Examples of the action are "transfer to car rental
operator", "flight timetable display", "airport facility information display", and "rental car search", as shown in FIG. 6. Each action is associated with an action ID.
When the dialogue has ended, the process advances to step S207. In step S207, the dialogue extraction unit 105 determines that the dialogue between the user and the operator has ended, and records a dialogue end label representing the end of the dialogue in the dialogue log storage unit 111. In the dialogue log storage unit 111, a log concerning one dialogue is recorded between a dialogue start label and a dialogue end label. The dialogue log concerning one dialogue includes the analysis result of the dialogue, scenario feature words, intention tags,
attributes and their semantic classes, attribute values and their semantic classes, and action contents.
The process of step S205 will be described in more detail .

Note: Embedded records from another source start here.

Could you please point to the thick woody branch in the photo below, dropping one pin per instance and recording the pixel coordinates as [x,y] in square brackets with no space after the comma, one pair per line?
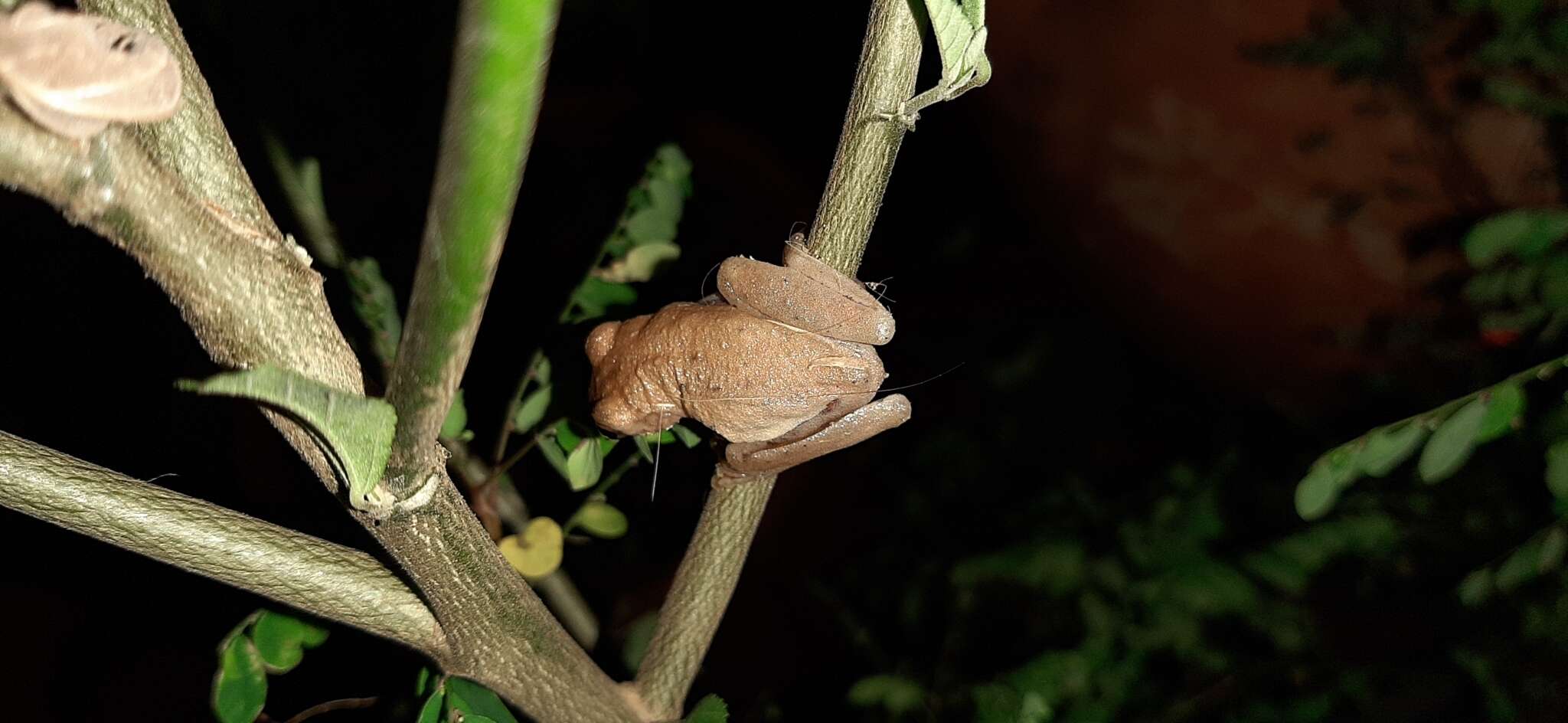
[193,146]
[254,300]
[867,148]
[335,582]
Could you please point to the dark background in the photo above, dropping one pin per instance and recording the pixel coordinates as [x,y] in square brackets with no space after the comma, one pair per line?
[1084,362]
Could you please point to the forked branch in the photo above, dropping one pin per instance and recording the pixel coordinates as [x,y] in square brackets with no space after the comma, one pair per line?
[712,562]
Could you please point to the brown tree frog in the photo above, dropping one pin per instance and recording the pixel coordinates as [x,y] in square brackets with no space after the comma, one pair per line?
[781,363]
[74,74]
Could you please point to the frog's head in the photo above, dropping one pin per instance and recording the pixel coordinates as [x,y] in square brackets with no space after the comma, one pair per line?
[601,341]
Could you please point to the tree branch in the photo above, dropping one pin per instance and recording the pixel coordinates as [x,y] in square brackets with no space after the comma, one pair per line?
[193,146]
[335,582]
[493,104]
[254,300]
[851,201]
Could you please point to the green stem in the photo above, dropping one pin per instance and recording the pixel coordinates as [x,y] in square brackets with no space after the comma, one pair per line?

In step S205-1, if the type of the utterance input in step S202 is confirmation, the dialogue extraction unit 105 extracts a scenario feature word from this utterance and a counterpart utterance. More specifically, the dialogue extraction unit 105 extracts, as the scenario feature word, a word common to the utterance of confirmation of one party (for example, operator) and the immediately preceding
utterance of the other party (for example, user) . In the dialogue example of FIG. 3, the utterance of confirmation is the operator's utterance "Location to pick up the rental car?" The utterance as the counterpart to this is the immediately preceding user's utterance "Where can I pick up the rental car I have reserved earlier?" The common words are "rental car" and "pick up". Hence, "rental car" and "pick up" are extracted as the scenario feature words.
In step S205-2, the dialogue extraction unit 105 determines whether the utterance type is question. If the utterance type is question, the process advances to step S205-3. Otherwise, the process advances to step S205-4. In step S205-4, the dialogue extraction unit 105 determines whether the utterance type is answer. If the utterance type is answer, the process advances to step S205-5.
Otherwise, the process advances to step S205-6. In step S205-6, the dialogue extraction unit 105 determines whether the utterance is associated with the action of the
operator. If the utterance is associated with the action, the process advances to step S205-8. Otherwise, the process advances to step S205-7.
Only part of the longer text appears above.